MEPs voted to adopt their negotiating position on the controversial reform, but it will not be finalised until after the European elections in June. Despite concessions, the pharma industry is not happy
MEPs adopted their position on the reform to EU pharmaceutical legislation in plenary on Wednesday, setting the stage for negotiations with member states, with Parliament confirming the file will be finalised after the European elections in June.
“Today’s vote is a step towards delivering the tools to tackle present and future healthcare challenges, particularly for our market attractiveness and access to medicine across EU countries,” said Pernille Weiss, rapporteur for the file alongside Tiemo Wölken.
The proposal, which represents the most significant reform to pharma legislation in over two decades, has proved controversial, with MEPs divided over how best to achieve the stated aims of improving patient access whilst encouraging innovation.
The Commission wanted to reduce the baseline regulatory data protection, during which other companies cannot access clinical trial data submitted to the European Medicines Agency to get marketing approval, from eight to six years, plus two years of market protection during which generic or biosimilar products cannot be sold.
The original proposal included potential extensions, including an additional two years of data protection if the company launches the drug in all member states. The pharma industry warned against this, saying companies have no control over the timing of separate national pricing and reimbursement decisions and the vast majority of delays in access occur when a company is involved in these negotiations.
In the event, MEPs turned the proposal around, putting the onus on member states to request companies to submit pricing and reimbursement applications.
MEPs also sought a compromise on access to clinical trial data, settling on seven and a half years of regulatory data protection, plus two years of market protection.
Companies would be eligible for extensions if a product addresses an unmet medical need, if they conduct comparative clinical trials, and if a significant share of the product’s R&D takes place in the EU and in collaboration with EU research entities. There would be an upper cap of eight and a half years of regulatory data protection.
They are also proposing a 12-month extension to market protection if the company obtains marketing authorisation for an additional therapeutic indication which provides significant clinical benefits in comparison with existing therapies.
Orphan drugs for treating rare diseases would get up to 11 years of market exclusivity if they address a “high unmet medical need”.
Reducing incentives
Pharma industry group EFPIA welcomed the “common sense step” of not making the regulatory data protection period conditional on launching in all member states, but warned the six-month reduction compared to the existing regulation would have a harmful effect.
“It is difficult to understand how reducing incentives to research, develop and manufacture new medicines and vaccines could ever be in the best interest of Europe or European patients, particularly at a time when Europe recognises that it needs to boost competitiveness to compete for global investment with ambitious nations like the US and China,” said EFPIA director general Nathalie Moll.
Stefan Woxström, senior vice president of AstraZeneca for Europe and Canada, urged legislators to carefully evaluate the potential impact of their revisions.
“While the Parliament vote advocates for promising reforms to the Commission’s proposals, it is regrettable to see the endorsement to reduce the baseline regulatory data protection for innovative medicines and market protection to develop orphan medicinal products,” he said.
Europabio, which represents innovative biotech companies that take on academic research and translate it into drug programmes that are suitable for onward development by pharma companies, isn’t happy either.

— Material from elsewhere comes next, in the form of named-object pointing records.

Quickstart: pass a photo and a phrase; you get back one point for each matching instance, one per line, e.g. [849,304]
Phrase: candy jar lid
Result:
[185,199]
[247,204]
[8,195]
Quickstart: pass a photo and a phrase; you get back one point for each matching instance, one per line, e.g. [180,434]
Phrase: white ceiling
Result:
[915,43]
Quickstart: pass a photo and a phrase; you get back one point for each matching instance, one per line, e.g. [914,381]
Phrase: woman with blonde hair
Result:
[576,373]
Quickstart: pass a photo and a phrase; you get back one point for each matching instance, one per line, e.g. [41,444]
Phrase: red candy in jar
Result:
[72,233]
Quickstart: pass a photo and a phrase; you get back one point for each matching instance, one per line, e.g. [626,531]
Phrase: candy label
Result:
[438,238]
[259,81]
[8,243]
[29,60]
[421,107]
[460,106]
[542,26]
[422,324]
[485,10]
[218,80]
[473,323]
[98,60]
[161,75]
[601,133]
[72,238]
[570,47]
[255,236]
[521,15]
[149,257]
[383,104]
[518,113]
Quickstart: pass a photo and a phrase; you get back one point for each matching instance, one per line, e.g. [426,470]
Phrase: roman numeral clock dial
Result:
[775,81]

While acknowledging some improvements, it said the proposals are not positive for Europe’s biotech ecosystem, and “Most likely will lead to decreased investment potential for European innovation and reduced innovation maturation through collaboration and partnership.”
To boost research and development of novel antimicrobials and tackle the problem of antimicrobial resistance, MEPs want to introduce financial support based on meeting milestones prior to market approval.
MEPs also added a voluntary joint procurement scheme for antimicrobials, under which governments would pay a fixed subscription and companies would be guaranteed a fixed annual payment. The intention is to delink the volume of sales from the commercial return, to limit use of new antimicrobial drugs, in order to slow the development of resistance.
The vote is the fruit of a hard-won compromise between Parliament’s main groups, the EPP and S&D, which began the process at opposite ends of the debate.